ギターは持ち歩いてるけど真っ昼間から触るのもどうかと思うし、なにより帰省してきて一度も家に帰ってきてないから荷物が多くて困る。

せっかく出てきてくれたのに、コイツを連れ回すこともできん。

「この後はどうすんの?」

タイミングよく聞かれて一瞬止まる。

どうするって、どうする。
いつも呼び出すのは夕方で、ここで集まって店に行く。
朝から呼び出すのは初めてで、その先なんか全然考えてなかった。
どこに行こうにも荷物はあるし、ギターはあるし、昼飯って言うても、たった今ケーキ食い終わったとこ。

無計画は後々後悔する。
勢いで呼ぶと、こうなってまうのがオチ。

「でも、その荷物じゃ無理やなー」

俺の足の周りにある荷物を見て考える。
頬杖付いて、考えてんのか、ボーっとしてんのか、どっちにもとれる姿勢で「んー」って言うてる。

「涼介、夜ヒマ?」

勢いよく振り向いて満面の笑みを向けられる。

俺の苦手な表情。
ヒマ?って聞かれたら、ヒマって答えてしまう顔。
ナリには悪いけど、ツボではある。
もちろん顔じゃない、雰囲気。
コイツがまとう空気。

「……ヒマっちゃ、ヒマ」
「ヒマか、そうか。じゃあ、行きたいお店があんねんけど、一緒に行けへん?」

友達が行ったらしくて、むっちゃ美味しいねんて!他の友達となかなか予定合わんくて。
でも、涼介ならOKしてくれると思って!



―――――
―――

「おい。

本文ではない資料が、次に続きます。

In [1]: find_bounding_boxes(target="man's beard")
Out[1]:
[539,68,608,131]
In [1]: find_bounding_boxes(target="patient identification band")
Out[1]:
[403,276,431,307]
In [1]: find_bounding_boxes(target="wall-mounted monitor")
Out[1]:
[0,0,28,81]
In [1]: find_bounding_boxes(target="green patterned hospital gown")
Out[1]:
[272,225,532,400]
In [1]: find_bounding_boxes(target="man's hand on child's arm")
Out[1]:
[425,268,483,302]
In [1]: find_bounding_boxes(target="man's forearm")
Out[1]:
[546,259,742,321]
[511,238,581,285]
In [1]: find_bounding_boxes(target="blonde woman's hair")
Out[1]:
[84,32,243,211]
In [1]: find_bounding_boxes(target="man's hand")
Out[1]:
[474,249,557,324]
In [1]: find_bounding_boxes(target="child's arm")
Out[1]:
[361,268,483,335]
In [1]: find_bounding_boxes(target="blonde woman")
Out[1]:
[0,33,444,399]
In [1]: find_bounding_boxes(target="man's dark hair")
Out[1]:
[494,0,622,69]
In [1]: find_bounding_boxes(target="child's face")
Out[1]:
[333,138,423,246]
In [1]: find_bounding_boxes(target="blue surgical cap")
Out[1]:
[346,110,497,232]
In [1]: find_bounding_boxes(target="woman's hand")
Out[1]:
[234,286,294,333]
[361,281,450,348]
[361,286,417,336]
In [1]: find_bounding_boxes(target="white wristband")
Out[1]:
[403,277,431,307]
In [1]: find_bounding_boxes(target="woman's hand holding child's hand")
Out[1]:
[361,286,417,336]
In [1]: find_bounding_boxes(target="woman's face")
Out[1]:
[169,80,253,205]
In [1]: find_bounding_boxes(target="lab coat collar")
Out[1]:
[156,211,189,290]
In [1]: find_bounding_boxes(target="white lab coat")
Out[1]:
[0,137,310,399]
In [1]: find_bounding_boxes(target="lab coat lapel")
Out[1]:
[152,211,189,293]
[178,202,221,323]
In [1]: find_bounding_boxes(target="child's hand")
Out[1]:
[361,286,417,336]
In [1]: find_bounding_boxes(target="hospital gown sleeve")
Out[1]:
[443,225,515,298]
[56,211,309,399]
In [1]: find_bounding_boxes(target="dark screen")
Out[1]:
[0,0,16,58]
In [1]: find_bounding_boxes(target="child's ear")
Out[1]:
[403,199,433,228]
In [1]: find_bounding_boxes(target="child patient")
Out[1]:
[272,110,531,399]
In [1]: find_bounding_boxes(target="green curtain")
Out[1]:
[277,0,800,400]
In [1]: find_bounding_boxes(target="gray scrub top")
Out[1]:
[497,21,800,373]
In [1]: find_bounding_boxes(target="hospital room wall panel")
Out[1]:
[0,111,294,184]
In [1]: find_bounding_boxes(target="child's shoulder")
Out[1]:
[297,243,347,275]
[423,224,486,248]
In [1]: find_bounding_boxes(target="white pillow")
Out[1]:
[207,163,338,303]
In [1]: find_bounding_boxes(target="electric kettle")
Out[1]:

俺が誰かわかって言うてんやろな?」
「え?うん」

目の前に広がるのはイタリアンレストラン。
しかも、ちょっと洒落た外観に、内装も白がメインの綺麗な店。
カジュアル全開な俺をこんなところに連れてくるとは恥知らずもええとこや。
コイツは最初からそのつもりやったらしく、綺麗な格好してきてる。

この店が俺の家の近くってこともあって、一旦荷物を置きに行ったとき、「ジャケットみたいなんあれば着てきてよ」って笑って言うから、言葉に乗せられて着てきたら、こんなとこに連れてこられるなんて。

「こんな店に来るんやったら最初っから言えや」
「だって断られると思ったもん…」

しゅん、と俯くコイツに溜息。
俺がコイツの頼みごとを断るわけがない。
断ったことなんか一度もない。
それに、最初っから言うてくれてたら、もっとちゃんとした格好できたのに、変に気遣いやがって。

下がったままの頭を無理矢理上げて、眉の下がった顔を見て思わず笑ってしまう。

「ちょっと、なんで笑うわけ?」
「いや、むっちゃおもろい顔してたし」

顔を真っ赤にして怒りを露にする素直なコイツに、またウケる。
遠恋のくせに、ナリが嫉妬もせず、電話だけでやっていける理由がよくわかった。

コイツは嘘が付けん。
あの胡散臭いオッサンの店に行き来しては、すぐにバレて怒られる理由がよくわかる。

素直すぎて、正直すぎて、わかりやすすぎる。
ナリはきっと、コイツのこういう所に惚れたんやな。
ナリには存在せぇへん部分やし。
アイツ、見た目以上に腹黒やからな。